Of course, No Man’s Sky is not an MMO and it isn’t trying to be. It is a video game. A video game that proves beyond a doubt that people will respond to exploration challenges on their own merits. A fact that is often debated inside of the EVE community. No Man’s Sky can easily serve as a template for PvE inside of EVE. As long as that experience is rewarding, interesting, and engaging on its own merits, people will participate. It can be difficult for EVE to build those experiences within the confines of space on a consistent basis. And that is where repetition rears its ugly head. But I think No Man’s Sky can help expand on those thoughts, perhaps not directly, but by showing us that more can be accomplished than perhaps we have become accustomed to believing. And maybe, from a PvE perspective, that is an important lesson. Maybe we could all use some new ways of thinking about content.

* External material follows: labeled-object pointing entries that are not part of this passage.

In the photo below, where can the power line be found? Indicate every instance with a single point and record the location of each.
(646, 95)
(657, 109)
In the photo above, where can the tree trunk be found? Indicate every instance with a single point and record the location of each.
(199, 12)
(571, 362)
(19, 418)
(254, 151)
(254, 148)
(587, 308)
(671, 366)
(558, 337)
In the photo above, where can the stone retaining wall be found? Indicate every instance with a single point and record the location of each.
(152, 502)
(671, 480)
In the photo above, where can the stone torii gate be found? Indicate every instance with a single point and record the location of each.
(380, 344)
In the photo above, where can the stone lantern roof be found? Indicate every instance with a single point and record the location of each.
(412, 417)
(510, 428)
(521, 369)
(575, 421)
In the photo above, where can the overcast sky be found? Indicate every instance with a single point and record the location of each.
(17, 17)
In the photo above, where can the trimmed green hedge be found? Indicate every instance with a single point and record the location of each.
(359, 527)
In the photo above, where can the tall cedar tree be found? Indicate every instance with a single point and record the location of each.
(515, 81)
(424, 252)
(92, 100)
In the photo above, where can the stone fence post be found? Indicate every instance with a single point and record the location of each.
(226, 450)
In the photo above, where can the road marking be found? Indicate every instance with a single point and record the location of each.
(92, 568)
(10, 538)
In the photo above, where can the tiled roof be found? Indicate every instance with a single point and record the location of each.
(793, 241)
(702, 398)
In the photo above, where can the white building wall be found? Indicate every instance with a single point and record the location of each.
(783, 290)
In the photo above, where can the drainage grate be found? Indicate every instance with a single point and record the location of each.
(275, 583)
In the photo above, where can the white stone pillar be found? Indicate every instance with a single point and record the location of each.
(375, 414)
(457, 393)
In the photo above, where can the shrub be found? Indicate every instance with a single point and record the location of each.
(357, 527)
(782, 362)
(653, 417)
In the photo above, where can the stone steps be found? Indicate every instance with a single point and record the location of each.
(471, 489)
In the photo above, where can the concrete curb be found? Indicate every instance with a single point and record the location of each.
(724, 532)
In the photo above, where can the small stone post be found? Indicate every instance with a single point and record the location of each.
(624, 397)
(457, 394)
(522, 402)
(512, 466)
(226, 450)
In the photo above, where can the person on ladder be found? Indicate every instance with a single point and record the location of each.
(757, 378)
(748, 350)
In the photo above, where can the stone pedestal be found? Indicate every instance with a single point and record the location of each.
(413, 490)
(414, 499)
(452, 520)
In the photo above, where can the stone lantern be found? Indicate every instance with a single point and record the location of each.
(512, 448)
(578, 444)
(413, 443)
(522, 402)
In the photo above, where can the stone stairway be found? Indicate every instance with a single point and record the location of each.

Soon we may need it. If we are to build our own stargates someday and explore new territory, then that needs to be considered carefully. In No Man’s Sky, every system is different and unique. But in that procedurally generated insanity, they all sorta kinda start to look the same. In my opinion it is a valuable warning that should be heeded when we consider new space in New Eden. Should it “be the same”? Or can we consider something new? Not just without local. Or with strange effects. But fundamentally different space. Space that demands attention from the players; space that perhaps requires an entirely new way of playing in it? Consider the possibilities for a moment. Will players bother building gates that simply take them to yet another system that looks just like the one they left? Will entire alliances conspire to work together to make a path to discover yet another New Caldari? They might not. But perhaps they would if that new space was truly something new. A place where things are truly different.
If EVE survives not only its second decade, but moves on into its third, what sort of place should it be?
It is an interesting concept to consider. If EVE survives not only its second decade, but moves on into its third, what sort of place should it be? Can EVE transform itself over time? Can it mold new dynamics, present new challenges, and warp itself slowly and surely into something almost unrecognizable to its founders? It is a mind-bending concept. If any game in history has the chance to do something like that, over such a long time, perhaps EVE is the one to do it.
No Man’s Sky and EVE are distant, far-removed cousins. Cousins that grew up in different lands far from one another. But maybe No Man’s Sky can teach EVE a thing or two about thinking differently. And maybe EVE can teach No Man’s Sky a thing or two about opening up a little bit. As they both rocket into the future it should be interesting to see how they both evolve.
As both EVE and No Man’s Sky would tell you, it isn’t the destination, it is all in the journey.